Breaking News

Journey to Deep Learning: Cuda GPU passthrough to a LXC container

Journey to Deep Learning: Cuda GPU passthrough to a LXC container

Step 2 – Host GPU configuration

Let’s go to Proxmox command line

There are two ways, either click on one of the Shell button.

Or SSH in the server (which is enabled by default)

We will follow the instructions on Debian wiki for Nvidia and adapt them for our case.

Open /etc/apt/sources.list with your favorite editor, nano or vi. If you never used vi, this is the wrong time to start.

$ nano /etc/apt/sources.list

Add PVE (Proxmox) free repository, it’s needed to get the kernel headers to compile the nvidia module.
Add Jessie backport to get the latest nvidia driver

# security updates
deb http://security.debian.org jessie/updates main contrib

# PVE pve-no-subscription repository provided by proxmox.com,
# NOT recommended for production use
deb http://download.proxmox.com/debian jessie pve-no-subscription

# jessie-backports
deb http://httpredir.debian.org/debian jessie-backports main contrib non-free

Save the file.

Load the package listing
Update all packages to latest version (especially the kernel)

$ apt-get update
$ apt-get dist-upgrade

If kernel was updated, reboot

$ shutdown -r now

Reopen a console
Verify your kernel version
Verify available headers

$ uname -r
$ apt-cache search pve-header

Install the corresponding header, which should be the latest since you dist-upgraded and restarted.

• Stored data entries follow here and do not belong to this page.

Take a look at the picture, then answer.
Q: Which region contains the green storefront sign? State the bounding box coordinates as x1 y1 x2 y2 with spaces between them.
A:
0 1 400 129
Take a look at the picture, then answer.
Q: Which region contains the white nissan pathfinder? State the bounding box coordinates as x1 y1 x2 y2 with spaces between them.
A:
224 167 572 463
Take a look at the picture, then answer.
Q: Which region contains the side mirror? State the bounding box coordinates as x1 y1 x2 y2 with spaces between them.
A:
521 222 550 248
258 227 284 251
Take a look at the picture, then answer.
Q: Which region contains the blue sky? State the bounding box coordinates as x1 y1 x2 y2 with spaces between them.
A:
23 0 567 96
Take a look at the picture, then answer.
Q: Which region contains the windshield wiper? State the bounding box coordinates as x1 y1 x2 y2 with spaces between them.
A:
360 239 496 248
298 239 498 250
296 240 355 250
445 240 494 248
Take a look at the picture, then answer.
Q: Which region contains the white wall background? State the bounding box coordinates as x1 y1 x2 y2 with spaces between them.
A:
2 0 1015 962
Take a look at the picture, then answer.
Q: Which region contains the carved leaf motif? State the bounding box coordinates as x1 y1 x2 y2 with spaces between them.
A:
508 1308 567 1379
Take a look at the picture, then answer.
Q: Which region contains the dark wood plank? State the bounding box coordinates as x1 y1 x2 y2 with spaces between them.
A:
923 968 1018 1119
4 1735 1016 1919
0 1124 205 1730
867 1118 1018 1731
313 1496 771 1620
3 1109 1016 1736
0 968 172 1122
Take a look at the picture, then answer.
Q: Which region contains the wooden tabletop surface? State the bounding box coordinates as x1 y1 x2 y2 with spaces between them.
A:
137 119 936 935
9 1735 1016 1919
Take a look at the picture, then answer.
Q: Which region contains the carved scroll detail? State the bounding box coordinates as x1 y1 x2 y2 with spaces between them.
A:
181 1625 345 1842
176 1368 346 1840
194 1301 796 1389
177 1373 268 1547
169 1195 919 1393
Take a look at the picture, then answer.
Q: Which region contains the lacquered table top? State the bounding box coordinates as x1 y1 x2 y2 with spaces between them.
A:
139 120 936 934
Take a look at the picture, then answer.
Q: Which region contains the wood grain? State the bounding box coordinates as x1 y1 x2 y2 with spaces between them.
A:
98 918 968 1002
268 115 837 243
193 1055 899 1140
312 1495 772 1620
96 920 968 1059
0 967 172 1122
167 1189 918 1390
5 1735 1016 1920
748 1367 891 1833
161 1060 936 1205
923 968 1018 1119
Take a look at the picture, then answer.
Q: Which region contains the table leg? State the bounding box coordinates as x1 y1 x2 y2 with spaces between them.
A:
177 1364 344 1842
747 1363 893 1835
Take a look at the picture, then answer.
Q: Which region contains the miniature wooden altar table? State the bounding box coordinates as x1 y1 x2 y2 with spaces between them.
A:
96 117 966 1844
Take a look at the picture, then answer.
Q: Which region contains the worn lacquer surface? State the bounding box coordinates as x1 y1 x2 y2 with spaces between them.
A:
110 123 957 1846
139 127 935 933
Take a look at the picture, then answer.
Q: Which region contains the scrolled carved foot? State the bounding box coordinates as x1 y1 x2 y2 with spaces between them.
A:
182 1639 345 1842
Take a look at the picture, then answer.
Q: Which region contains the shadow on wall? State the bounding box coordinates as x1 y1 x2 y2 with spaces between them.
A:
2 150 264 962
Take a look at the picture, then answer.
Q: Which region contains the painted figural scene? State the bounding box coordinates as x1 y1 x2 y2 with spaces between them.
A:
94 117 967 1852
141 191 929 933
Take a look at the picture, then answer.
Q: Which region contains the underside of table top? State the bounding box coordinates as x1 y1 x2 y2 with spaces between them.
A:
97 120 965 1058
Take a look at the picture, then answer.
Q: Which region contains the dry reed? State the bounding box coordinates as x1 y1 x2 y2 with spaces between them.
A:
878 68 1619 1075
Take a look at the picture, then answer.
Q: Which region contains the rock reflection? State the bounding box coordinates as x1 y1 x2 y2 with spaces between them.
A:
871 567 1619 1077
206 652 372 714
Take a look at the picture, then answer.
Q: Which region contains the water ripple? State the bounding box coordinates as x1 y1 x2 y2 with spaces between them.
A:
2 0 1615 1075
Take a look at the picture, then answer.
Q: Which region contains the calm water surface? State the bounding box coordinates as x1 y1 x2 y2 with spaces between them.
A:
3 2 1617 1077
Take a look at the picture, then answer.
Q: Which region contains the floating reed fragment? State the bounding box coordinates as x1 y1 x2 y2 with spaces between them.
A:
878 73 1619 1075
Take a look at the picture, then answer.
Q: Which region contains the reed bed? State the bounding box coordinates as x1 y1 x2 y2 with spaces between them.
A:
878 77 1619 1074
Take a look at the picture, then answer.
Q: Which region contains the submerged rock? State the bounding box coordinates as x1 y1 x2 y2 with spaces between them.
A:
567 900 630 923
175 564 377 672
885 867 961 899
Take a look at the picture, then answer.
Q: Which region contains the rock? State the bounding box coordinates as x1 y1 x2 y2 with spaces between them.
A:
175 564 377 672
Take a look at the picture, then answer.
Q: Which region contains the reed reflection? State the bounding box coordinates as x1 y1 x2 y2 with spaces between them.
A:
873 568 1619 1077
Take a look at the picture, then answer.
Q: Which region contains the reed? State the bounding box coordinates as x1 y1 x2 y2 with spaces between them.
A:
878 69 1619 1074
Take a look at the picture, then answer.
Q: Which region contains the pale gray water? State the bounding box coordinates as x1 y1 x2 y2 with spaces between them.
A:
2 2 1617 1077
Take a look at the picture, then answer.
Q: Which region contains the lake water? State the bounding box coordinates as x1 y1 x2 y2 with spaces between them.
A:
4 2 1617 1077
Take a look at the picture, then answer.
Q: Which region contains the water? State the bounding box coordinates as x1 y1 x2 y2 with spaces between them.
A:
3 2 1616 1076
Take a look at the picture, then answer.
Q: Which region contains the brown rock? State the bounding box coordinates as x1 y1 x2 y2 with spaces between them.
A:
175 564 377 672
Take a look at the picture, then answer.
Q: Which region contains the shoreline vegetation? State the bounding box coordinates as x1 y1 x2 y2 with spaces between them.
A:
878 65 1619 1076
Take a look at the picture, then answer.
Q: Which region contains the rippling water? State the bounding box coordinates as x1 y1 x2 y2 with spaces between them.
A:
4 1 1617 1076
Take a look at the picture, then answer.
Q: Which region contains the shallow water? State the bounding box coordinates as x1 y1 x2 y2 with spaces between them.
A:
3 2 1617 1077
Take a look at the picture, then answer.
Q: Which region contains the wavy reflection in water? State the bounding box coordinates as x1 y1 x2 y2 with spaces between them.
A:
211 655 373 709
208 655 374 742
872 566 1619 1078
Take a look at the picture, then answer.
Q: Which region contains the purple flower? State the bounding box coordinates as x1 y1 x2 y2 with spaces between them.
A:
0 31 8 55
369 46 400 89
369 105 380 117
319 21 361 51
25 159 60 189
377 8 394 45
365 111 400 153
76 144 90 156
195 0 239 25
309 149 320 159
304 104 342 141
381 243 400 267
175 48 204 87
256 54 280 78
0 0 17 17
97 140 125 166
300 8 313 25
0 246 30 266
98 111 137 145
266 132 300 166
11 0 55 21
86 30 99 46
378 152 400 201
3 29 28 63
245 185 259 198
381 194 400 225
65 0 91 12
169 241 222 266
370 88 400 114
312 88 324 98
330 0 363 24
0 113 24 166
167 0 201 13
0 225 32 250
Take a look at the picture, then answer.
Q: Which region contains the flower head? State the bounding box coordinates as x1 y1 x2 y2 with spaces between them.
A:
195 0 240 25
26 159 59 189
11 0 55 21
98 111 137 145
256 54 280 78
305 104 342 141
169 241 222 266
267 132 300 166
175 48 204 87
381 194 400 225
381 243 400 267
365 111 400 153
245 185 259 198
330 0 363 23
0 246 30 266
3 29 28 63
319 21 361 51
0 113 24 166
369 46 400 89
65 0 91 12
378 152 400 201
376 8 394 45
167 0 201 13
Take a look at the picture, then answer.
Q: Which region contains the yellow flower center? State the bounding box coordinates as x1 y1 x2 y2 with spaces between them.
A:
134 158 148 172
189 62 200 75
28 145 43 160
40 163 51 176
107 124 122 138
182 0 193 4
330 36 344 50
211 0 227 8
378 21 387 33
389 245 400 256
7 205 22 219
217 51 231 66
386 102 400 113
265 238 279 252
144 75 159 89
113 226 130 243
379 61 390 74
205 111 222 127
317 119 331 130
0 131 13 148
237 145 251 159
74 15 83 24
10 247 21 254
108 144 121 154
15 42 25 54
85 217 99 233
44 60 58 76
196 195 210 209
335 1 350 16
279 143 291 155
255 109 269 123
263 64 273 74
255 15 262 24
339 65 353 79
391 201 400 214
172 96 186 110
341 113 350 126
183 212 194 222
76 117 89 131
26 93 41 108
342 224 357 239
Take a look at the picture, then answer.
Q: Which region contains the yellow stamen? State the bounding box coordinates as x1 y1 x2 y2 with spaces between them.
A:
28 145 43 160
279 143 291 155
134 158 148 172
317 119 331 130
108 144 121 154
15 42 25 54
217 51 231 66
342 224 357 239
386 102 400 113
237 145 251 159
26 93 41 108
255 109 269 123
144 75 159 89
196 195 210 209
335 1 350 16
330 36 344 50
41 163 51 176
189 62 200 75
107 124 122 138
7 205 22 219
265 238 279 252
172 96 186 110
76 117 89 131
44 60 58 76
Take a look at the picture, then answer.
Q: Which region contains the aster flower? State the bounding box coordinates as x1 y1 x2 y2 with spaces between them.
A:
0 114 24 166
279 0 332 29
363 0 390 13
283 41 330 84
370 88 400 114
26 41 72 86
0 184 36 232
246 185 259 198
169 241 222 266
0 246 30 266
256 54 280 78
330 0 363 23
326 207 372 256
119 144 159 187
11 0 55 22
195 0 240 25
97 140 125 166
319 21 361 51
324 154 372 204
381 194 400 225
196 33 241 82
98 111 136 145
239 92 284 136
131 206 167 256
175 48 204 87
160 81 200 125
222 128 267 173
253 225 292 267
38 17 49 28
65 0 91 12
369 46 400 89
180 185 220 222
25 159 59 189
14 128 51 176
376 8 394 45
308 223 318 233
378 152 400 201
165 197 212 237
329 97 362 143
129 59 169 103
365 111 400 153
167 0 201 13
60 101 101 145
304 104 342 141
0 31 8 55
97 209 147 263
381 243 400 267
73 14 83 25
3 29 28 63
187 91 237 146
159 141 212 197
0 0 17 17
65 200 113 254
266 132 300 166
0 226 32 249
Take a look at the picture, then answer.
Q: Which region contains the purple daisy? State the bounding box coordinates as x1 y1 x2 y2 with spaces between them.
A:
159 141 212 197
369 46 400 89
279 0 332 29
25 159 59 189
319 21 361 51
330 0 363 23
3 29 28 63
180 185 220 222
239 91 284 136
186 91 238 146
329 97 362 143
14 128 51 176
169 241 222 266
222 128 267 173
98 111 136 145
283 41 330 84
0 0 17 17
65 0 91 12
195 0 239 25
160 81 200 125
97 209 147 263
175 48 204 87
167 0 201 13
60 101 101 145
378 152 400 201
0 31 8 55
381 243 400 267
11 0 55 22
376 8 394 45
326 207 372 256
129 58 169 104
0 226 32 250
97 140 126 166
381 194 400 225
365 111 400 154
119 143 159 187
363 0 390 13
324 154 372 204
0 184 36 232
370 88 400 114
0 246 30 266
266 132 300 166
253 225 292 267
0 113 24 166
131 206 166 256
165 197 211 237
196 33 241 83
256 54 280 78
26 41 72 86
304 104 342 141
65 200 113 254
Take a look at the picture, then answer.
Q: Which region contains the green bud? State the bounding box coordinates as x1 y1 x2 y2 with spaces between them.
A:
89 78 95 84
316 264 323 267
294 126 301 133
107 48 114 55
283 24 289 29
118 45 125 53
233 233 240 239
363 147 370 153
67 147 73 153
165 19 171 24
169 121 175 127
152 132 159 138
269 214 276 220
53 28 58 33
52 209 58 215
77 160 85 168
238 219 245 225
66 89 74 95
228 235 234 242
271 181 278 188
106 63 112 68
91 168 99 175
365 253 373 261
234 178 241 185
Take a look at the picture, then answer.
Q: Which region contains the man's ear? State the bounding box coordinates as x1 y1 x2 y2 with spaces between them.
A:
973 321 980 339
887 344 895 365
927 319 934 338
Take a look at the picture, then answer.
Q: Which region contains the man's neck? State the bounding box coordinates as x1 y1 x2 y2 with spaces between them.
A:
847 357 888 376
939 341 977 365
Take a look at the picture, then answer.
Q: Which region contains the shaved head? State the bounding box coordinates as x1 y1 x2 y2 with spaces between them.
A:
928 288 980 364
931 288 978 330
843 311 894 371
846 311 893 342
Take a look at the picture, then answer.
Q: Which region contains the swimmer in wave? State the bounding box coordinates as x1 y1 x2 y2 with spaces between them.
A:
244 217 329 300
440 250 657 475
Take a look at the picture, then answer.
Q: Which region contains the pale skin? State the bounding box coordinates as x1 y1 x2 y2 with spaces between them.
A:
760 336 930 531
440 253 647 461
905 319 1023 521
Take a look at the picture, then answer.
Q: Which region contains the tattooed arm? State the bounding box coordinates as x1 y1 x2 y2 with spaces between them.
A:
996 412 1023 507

$ apt-get install pve-headers-4.4.35-2-pve

Install nvidia driver from backport

$ apt-get install -t jessie-backports nvidia-driver

Every mandatory packages is set, I suggest to install monitoring tools, namely nvidia-smi, i7z, htop, iotop and lm-sensors:
– i7z is a monitoring tool for Intel CPU (temperature, freq)
– nvidia-smi for NVIDIA GPU, that is actually what we will use to confirm GPU setup
– htop is a ncurses interface top (CPU, RAM monitoring)
– iotop to monitor disk access speed and potential contention

$ apt-get install i7z nvidia-smi htop iotop

Last thing before the last restart fo your server life:
Nvidia driver will create special files in /dev/* called:
– /dev/nvidia0 : corresponding to the GPU (second GPU would get /dev/nvidia1)
– /dev/nvidiactl : not really sure what it’s for, control?
– /dev/nvidia-uvm : the CUDA driver

and sometimes you will get:
– /dev/nvidia-uvm-tools
– /dev/nvidia-modeset

Those files are created when the nvidia module is loaded (when an application access the GPU).
NVIDIA module must be loaded in the host before being usable in a container.
So to make sure it’s loaded at boot, edit /etc/modules-load.d/modules.conf

$ nano /etc/modules-load.d/modules.conf

Add nvidia and nvidia_uvm

# /etc/modules: kernel modules to load at boot time.
#
# This file contains the names of kernel modules that should be loaded
# at boot time, one per line. Lines beginning with “#” are ignored.
nvidia
nvidia_uvm

Then update the initramfs so it takes the new module into account

update-initramfs -u

Then, for some reason nvidia and nvidia_uvm do not automatically create the node in /dev/*
It only create them when X server or nvidia-smi is used so add the following in /etc/udev/rules.d/70-nvidia.rules:

# /etc/udev/rules.d/70-nvidia.rules

# Create /nvidia0, /dev/nvidia1 … and /nvidiactl when nvidia module is loaded
KERNEL==”nvidia”, RUN+=”/bin/bash -c ‘/usr/bin/nvidia-smi -L && /bin/chmod 666 /dev/nvidia*'”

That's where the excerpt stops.